Take a look at Luc’s slides for all the info. Great talk. I’m going to look into Rinda as soon as I can.

Reek: A code complexity metric tool

Mentioned during Mark Cornick’s excellent talk on refactoring, reek is a tool to measure the perceived complexity of your Ruby code. Reek doesn’t like repetition, and it really hates long methods. It certainly doesn’t like my code: reek returned 41 warnings about my latest controller. More about reek on github.
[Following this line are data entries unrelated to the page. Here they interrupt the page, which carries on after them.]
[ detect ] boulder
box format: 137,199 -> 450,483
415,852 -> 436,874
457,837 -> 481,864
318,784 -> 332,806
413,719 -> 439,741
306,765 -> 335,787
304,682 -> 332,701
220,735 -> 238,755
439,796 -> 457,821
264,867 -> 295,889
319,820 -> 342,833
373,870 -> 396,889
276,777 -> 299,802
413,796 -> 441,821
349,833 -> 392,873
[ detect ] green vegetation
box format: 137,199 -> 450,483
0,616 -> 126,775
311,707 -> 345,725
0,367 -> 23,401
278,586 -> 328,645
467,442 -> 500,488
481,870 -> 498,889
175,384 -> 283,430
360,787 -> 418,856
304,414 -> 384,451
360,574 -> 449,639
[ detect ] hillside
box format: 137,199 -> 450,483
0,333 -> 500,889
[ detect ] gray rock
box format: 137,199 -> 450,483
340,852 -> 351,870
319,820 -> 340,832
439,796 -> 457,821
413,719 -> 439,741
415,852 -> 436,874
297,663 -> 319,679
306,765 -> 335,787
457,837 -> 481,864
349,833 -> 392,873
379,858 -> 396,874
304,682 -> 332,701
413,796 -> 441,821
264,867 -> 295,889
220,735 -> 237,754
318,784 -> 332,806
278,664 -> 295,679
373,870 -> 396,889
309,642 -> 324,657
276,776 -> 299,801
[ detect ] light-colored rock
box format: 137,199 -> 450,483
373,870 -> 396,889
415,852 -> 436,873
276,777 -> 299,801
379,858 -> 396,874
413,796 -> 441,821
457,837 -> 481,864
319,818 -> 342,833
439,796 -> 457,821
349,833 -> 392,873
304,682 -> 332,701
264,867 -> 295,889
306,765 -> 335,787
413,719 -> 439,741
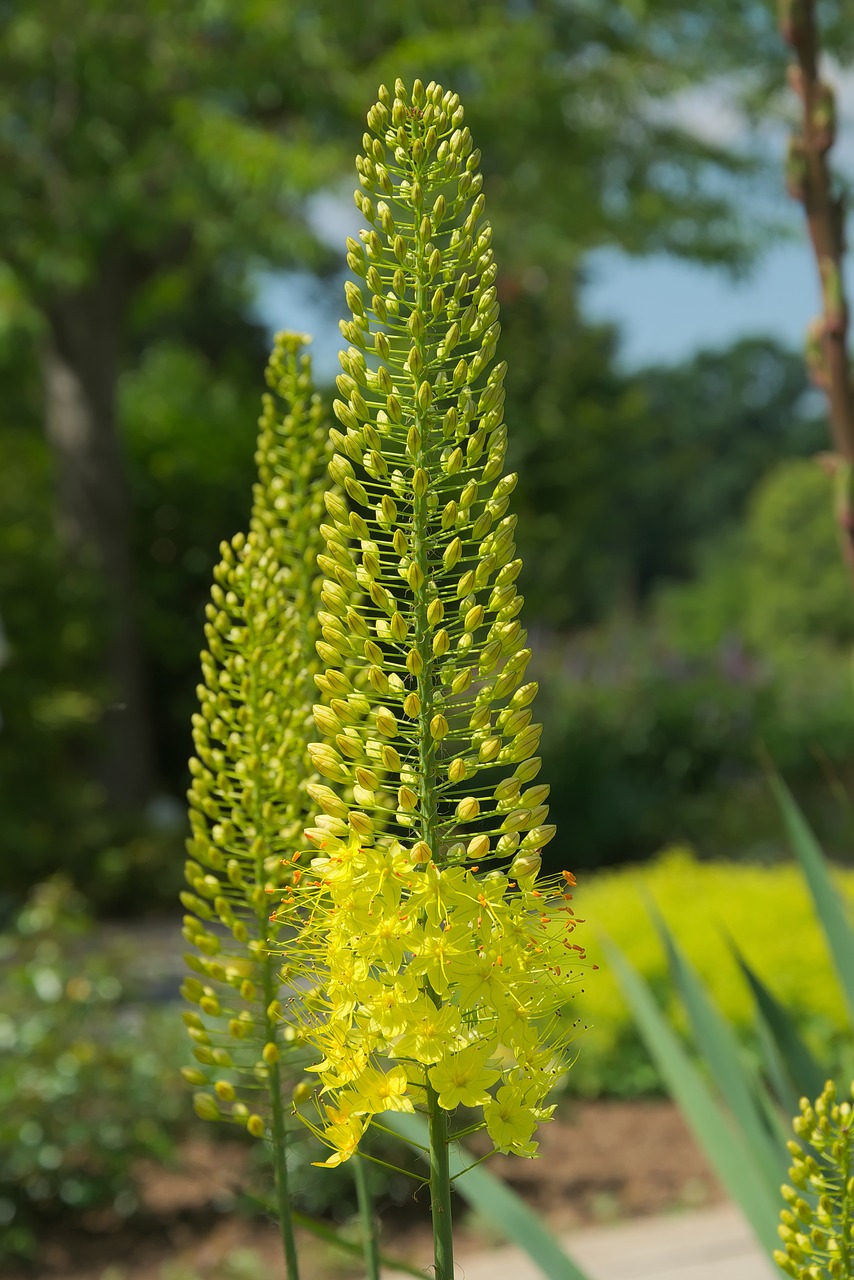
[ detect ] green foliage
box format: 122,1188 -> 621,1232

From Relevance Labs comes a homegrown BDD framework that ended up embracing RSpec while promising to make your tests run faster. Use metadata to group and target your tests, and you may never have to wait for an hour for all your specs to run. According to Aaron Bedra, it’s also beautiful code to look at: a good example of metaprogramming in only 2 KLOC. And someday soon its tiny heart will beat inside RSpec proper. More on micronaut at Relevance’s blog.


How did I miss this? Already in Ruby 1.8, these constructs will be even more important in 1.9. They’re essentially lazy data implementations. Roughly:
>> r = [1,2,3,4].cycle
=> #<Enumerator #f00ba2>
>> r.take(5)
=> [1,2,3,4,1]

Directed Graph Data Stores

Holy Cow! I’ve only just learned the difference between Tokyo Cabinet (it’s a key-value store) and CouchDB (document-based data store). Ben Scofield, in his talk on categorizing comic books, explained these both but also brought up Directed Graphs, which I haven’t thought about since SICP. There don’t seem to be any highly-visible implementations of this storage method, although I believe that RDF models data as directed graphs. This is going on the top of my research list. Cool stuff.

A Wildcard: Reia

There was a lot of buzz about the new Reia programming language, but little concrete information. The estimable Hal Fulton gave a talk on the Ruby-like language for the Erlang VM, but even he didn’t seem to know much about it. Its creator user to run revactor, a Ruby framework that implemented the Actor model, and a language with Erlang’s spooky power and Ruby’s “curb appeal”, as Russ Olsen has it, would be superb. But it seems we’re a long way from being able to evaluate whether Reia will make a mark.

Lingo and Memes

Did anyone else hear the phrase “bikeshop it” several times during different talks? And how about the rainbows and puppies in Ben Scofield’s talk? I didn’t make it to Danny Blitz’s talk on Tiger Teams (Raarrr!), so I’d warrant I missed out on some great terms.

My Clojure Lightning Talk

I put together a 6-minute talk on Clojure, with Paul Barry’s help. The slides are here. I wish I’d also been able to mention type hints, for when you want to speed things up with static types; metaprogramming with macros and first-class functions; and Clojure’s robust metadata system. Maybe I’ll get to give another version of it again.